Unfortunately this is currently not the case when using the canonical json encoding. That is: if an old service sends the non-shortcut map structure to a service that uses the shortcut notation instead, it will break.
This problem is best described with some code. It is tested in Go, not sure about other languages. Given the following proto definitions:
syntax = "proto3";
package examples.v1;
// ShortcutMap message use the map shortcut for our map field
message ShortcutMap {
map<string, string> map_field = 1;
}
// LegacyMap uses the legacy setup to describe a map
message LegacyMap {
// We repeat entries to make a map
message MapFieldEntry {
string key = 1;
string value = 2;
}
repeated MapFieldEntry map_field = 1;
}
And the following Go code:
package main
import (
"fmt"
examplesv1 "github.com/crewlinker/some-internal-protobuf-go-dir/v1"

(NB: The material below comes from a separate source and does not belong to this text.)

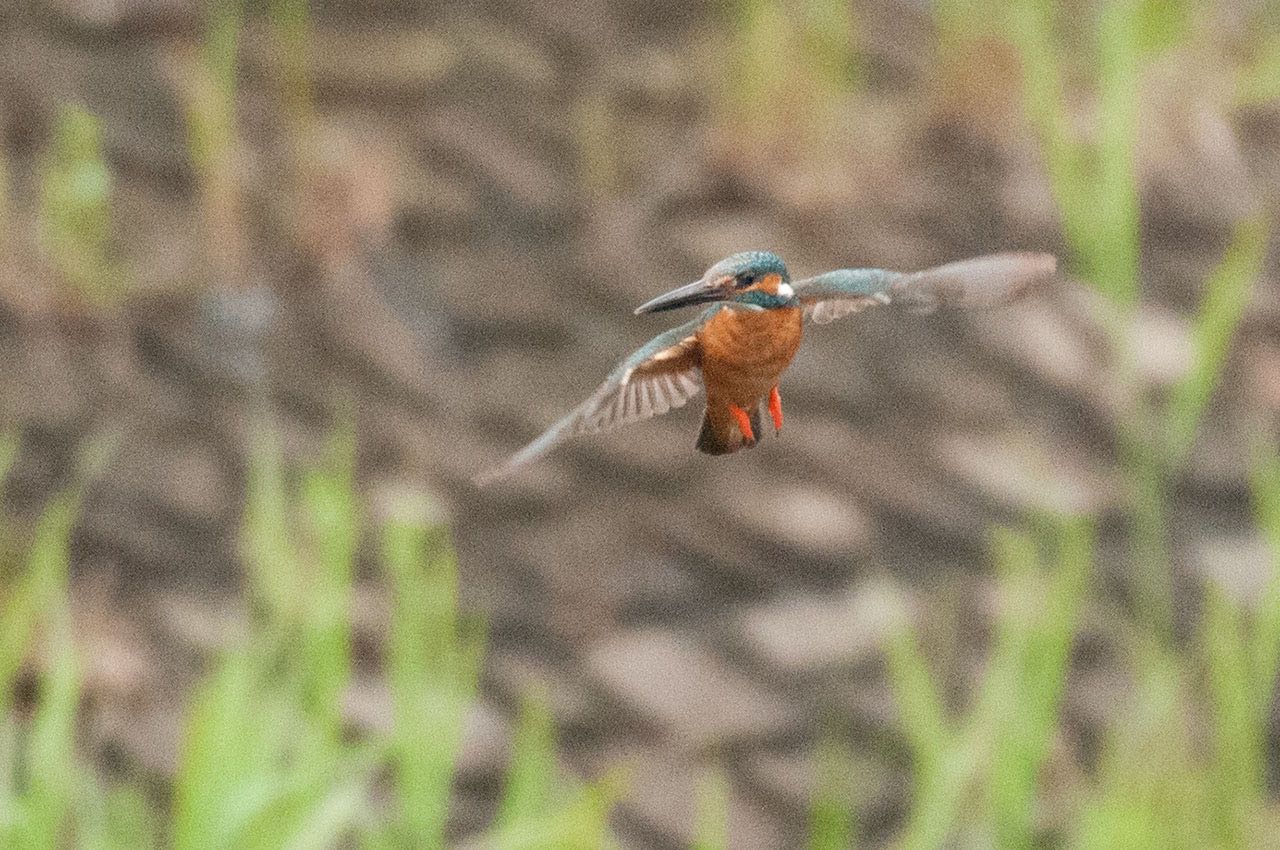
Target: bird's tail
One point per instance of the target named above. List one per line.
(721, 434)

"google.golang.org/protobuf/encoding/protojson"
"google.golang.org/protobuf/proto"
)
func main() {
// send messages from our legacy code
send1 := &examplesv1.LegacyMap{MapField: []*examplesv1.LegacyMap_MapFieldEntry{{Key: "foo", Value: "bar"}}}
json1, _ := protojson.Marshal(send1)
fmt.Printf("legacy json: %s\n", json1)
proto1, _ := proto.Marshal(send1)
fmt.Printf("legacy wire: %x\n", proto1)
// receive messages in our new code
var rcv1, rcv2 examplesv1.ShortcutMap
proto.Unmarshal(proto1, &rcv1)
fmt.Println("receive 1:", rcv1.MapField) // prints the map as expected
protojson.Unmarshal(json1, &rcv2) // proto: syntax error (line 1:13): unexpected token [
fmt.Println("receive 2:", rcv2.MapField) // prints an empty map (because it couldn't parse)
}
It shows that the Json encoded message will fail to be received while the binary wire format is received successfully.
What language does this apply to?
This applies to any version of the proto spec that supports the shorthand map<T,T> notation.

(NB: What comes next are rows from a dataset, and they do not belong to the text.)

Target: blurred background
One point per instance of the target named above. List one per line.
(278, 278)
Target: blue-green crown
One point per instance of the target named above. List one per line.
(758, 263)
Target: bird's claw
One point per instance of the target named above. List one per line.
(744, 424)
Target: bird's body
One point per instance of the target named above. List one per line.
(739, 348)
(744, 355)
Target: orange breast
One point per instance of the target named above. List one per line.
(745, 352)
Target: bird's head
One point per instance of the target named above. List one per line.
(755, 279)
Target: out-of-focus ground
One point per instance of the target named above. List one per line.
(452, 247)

Describe the problem you are trying to solve. The summary above describes the problem shortly. For a full description of my use case please check the following issue in the Go project: https://github.com/golang/protobuf/issues/1511#issuecomment-1374423995
Describe the solution you'd like
Ideally, I would like to change the map<K,V> specification for protobuf's canonical json encoding.
Similar to how a float may be encoded as a number or a string. A map should allow encoding as {"k":"v"} OR as [{"key": "k", "value":"v"}].
I'm aware that this is a big change. But as far as I understand it can be added transparently without breaking existing messages. Json decoders in various languages can first check for the current encoding, if it fails it can check for the "non-shortcut" encoding format.
Describe alternatives you've considered Please see the alternatives in the issue linked above. They are specific to the go implementation.